Foremost of omissions from the list opposite is the Decca box [4756872] of Janáček . Mackerras did for Janáček what Colin Davis did (at much the same time) for Berlioz, bringing both the operas, and native-language performances of them, into the mainstream. It’s too bad that he left behind no recording of The Adventures Of Mr Brouček, but his performances have gone down in the annals of English National Opera history.
Give me a ring
In the same vein, we are left with a meagre representation of his Wagner: an Australian Opera film of Die Meistersinger, and audio highlights of Götterdämmerung, on ABC Classics and Classics for Pleasure, respectively. Perhaps one day the Ring he conducted for ENO, as second fiddle to Reginald Goodall, will see the light of day. I wish there was a Martinů symphony cycle – but now I’m being greedy.

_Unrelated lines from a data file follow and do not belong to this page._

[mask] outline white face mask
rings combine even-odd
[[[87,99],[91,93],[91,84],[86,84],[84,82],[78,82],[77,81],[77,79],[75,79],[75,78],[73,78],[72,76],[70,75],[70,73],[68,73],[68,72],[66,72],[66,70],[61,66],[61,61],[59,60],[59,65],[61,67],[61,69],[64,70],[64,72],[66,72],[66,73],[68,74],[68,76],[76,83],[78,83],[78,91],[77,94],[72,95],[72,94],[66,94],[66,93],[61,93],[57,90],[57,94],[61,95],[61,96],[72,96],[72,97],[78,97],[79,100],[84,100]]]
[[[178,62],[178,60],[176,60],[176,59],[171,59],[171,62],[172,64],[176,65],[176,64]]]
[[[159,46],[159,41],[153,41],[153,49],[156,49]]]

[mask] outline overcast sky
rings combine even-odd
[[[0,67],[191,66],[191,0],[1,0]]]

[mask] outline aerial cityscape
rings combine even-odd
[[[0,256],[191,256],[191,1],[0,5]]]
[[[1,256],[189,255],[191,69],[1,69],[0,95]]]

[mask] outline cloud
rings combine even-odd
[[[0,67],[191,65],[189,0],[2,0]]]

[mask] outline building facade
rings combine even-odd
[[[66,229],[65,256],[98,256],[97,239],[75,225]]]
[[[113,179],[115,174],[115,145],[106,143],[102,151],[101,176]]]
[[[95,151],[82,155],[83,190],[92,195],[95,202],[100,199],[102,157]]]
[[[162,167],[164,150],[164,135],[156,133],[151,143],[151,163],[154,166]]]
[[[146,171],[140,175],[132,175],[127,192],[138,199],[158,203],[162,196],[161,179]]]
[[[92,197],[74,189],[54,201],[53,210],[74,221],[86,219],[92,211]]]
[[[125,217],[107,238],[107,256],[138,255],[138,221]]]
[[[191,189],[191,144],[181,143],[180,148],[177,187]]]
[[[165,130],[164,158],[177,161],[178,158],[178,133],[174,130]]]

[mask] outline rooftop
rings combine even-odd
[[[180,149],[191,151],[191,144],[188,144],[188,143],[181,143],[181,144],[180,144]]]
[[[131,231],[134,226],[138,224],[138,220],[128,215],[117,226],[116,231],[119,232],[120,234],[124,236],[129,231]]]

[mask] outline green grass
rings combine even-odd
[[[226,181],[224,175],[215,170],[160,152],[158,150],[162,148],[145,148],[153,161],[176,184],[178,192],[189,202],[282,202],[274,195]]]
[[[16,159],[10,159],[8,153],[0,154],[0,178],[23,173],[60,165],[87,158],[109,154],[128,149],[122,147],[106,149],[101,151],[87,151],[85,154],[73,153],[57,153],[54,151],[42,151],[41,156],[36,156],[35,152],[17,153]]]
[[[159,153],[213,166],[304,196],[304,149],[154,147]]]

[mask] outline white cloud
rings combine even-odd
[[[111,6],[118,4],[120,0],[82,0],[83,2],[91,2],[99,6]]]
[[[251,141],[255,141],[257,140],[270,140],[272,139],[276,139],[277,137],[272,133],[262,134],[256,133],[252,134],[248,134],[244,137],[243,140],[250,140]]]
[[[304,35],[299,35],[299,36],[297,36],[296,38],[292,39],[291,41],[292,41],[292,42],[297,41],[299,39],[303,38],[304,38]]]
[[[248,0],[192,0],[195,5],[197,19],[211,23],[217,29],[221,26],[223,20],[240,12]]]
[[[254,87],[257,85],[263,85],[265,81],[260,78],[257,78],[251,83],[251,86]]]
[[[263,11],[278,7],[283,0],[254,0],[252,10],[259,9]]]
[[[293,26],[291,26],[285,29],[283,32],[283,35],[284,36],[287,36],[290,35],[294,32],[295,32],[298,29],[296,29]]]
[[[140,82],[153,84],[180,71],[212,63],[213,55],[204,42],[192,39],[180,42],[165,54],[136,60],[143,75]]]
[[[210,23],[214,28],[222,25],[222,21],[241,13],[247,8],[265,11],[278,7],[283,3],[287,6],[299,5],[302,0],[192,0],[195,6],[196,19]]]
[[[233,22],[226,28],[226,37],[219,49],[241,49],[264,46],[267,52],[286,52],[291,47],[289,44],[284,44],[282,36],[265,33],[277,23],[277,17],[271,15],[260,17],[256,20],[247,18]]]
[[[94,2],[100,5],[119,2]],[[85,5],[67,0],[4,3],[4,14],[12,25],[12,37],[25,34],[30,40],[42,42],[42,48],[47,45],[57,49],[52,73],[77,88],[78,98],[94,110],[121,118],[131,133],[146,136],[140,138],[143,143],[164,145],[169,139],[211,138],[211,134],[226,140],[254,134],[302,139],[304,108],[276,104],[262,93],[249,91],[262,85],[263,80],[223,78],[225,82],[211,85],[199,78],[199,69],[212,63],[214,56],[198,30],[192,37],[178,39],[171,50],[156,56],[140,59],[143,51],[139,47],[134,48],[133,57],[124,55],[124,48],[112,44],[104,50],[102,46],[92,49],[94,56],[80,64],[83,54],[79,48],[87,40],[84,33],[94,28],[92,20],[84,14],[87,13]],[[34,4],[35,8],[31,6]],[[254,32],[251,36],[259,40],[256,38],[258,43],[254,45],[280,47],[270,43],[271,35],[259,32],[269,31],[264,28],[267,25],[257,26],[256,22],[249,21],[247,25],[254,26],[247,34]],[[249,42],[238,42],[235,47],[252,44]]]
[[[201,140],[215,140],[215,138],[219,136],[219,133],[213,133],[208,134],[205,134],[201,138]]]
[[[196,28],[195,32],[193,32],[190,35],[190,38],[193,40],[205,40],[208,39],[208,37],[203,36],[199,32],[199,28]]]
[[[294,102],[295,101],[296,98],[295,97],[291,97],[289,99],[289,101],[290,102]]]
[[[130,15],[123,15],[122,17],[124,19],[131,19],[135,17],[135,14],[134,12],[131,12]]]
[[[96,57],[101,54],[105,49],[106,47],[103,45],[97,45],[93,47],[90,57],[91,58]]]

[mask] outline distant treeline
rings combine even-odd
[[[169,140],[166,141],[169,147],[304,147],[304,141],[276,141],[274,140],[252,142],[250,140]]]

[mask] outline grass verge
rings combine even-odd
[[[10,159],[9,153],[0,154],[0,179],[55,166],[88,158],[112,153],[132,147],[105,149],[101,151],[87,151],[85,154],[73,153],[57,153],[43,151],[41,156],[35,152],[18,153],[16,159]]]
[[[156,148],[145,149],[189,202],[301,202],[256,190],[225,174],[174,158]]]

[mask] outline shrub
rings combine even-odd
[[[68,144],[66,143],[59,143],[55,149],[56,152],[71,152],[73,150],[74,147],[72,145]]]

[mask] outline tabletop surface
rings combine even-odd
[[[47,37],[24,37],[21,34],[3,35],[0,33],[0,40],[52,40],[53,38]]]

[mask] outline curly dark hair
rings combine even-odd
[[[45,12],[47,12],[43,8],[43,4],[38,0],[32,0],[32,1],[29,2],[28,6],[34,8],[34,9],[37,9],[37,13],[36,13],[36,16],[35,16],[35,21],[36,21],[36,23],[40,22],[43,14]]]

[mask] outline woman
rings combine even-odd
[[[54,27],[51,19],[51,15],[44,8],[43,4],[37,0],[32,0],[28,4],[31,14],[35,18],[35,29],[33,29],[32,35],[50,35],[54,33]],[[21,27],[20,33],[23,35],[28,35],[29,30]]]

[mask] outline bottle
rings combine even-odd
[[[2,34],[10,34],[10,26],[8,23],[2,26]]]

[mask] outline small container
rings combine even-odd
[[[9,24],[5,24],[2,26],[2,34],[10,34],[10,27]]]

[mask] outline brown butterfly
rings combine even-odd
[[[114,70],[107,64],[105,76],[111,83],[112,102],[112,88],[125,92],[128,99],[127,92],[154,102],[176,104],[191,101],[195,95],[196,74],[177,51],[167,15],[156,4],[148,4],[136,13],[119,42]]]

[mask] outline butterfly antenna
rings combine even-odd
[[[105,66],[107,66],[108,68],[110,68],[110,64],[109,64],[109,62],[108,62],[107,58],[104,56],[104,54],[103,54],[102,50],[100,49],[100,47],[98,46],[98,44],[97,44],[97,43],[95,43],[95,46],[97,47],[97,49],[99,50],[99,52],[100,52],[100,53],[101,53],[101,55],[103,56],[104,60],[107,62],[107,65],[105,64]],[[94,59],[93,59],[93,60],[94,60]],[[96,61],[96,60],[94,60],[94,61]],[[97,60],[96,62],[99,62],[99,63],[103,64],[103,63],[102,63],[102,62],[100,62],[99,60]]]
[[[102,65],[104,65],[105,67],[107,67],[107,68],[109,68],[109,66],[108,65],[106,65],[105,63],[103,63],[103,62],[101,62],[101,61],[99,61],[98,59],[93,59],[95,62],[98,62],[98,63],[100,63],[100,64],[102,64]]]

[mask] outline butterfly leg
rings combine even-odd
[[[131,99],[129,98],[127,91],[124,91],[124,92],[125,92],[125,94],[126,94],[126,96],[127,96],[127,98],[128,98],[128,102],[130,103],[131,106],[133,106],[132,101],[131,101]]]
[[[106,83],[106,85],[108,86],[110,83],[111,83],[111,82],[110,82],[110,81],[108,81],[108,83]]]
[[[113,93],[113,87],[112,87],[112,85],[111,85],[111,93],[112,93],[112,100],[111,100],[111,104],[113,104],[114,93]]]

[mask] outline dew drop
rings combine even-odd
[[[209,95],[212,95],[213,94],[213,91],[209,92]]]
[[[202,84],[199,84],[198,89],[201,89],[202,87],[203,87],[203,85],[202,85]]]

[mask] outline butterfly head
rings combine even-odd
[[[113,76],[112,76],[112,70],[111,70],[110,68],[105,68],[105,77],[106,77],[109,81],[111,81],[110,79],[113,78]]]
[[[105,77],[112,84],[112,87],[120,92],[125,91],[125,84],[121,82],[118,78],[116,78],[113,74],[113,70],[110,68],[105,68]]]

Whether in Janáček or Mozart or Gilbert & Sullivan, Mackerras was searching above all not for the fulfilment of a personal vision but the sound of a piece as the composer wrote it, in a down-to-earth spirit of authenticity that found expression in his work with the Orchestra of the Age of Enlightenment. In the Boydell Press monograph dedicated to his life and work, the bassist Chi-chi Nwanoku remembers him asking one hapless musician in rehearsal, ‘Why can’t you just get it... right?’ Their recording of Schubert’s ‘Great’ C major Symphony gets pretty much everything right, most of all in a Trio that almost weeps with nostalgic contentment, ‘those were the days’.
Essential Recordings
Beethoven: Symphonies Nos. 1-9
Hyperion CDS443015 (5CD)
Nos. 1-8 with the Scottish CO, all outstanding, No.9 with the Philharmonia, slightly less ‘tight’, but still a Beethoven cycle for the ages.
Schubert: Symphonies Nos. 5, 8 & 9
Virgin (2CD)
Early recordings with the Orchestra of the Age of Enlightenment, and a model of ‘period’ sound in early-Romantic repertoire.
Life With Czech Music
Supraphon SU40422 (4CD & DVD)
‘Late’, Czech-made accounts of Janáček and Martinů, including a definitive Glagolitic Mass, plus a touching interview in English.
Mozart: Da Ponte trilogy, Die Zauberflöte
Telarc CR02008 (11CD)
The fruits of a long-term partnership with the Scottish CO and the Edinburgh Festival – and at under £30, an unmissable bargain.
Handel: Julius Caesar
Chandos CHAN3019 (3CD)
A high point of Mackerras’s ENO work, crowned by Janet Baker in the title role, but without a weak link in the cast.
Delius: A Village Romeo And Juliet
Argo/Decca 4833977 (2CD)
Mackerras as the true successor to Beecham, and another studio opera recording with all the intensity of a live staging.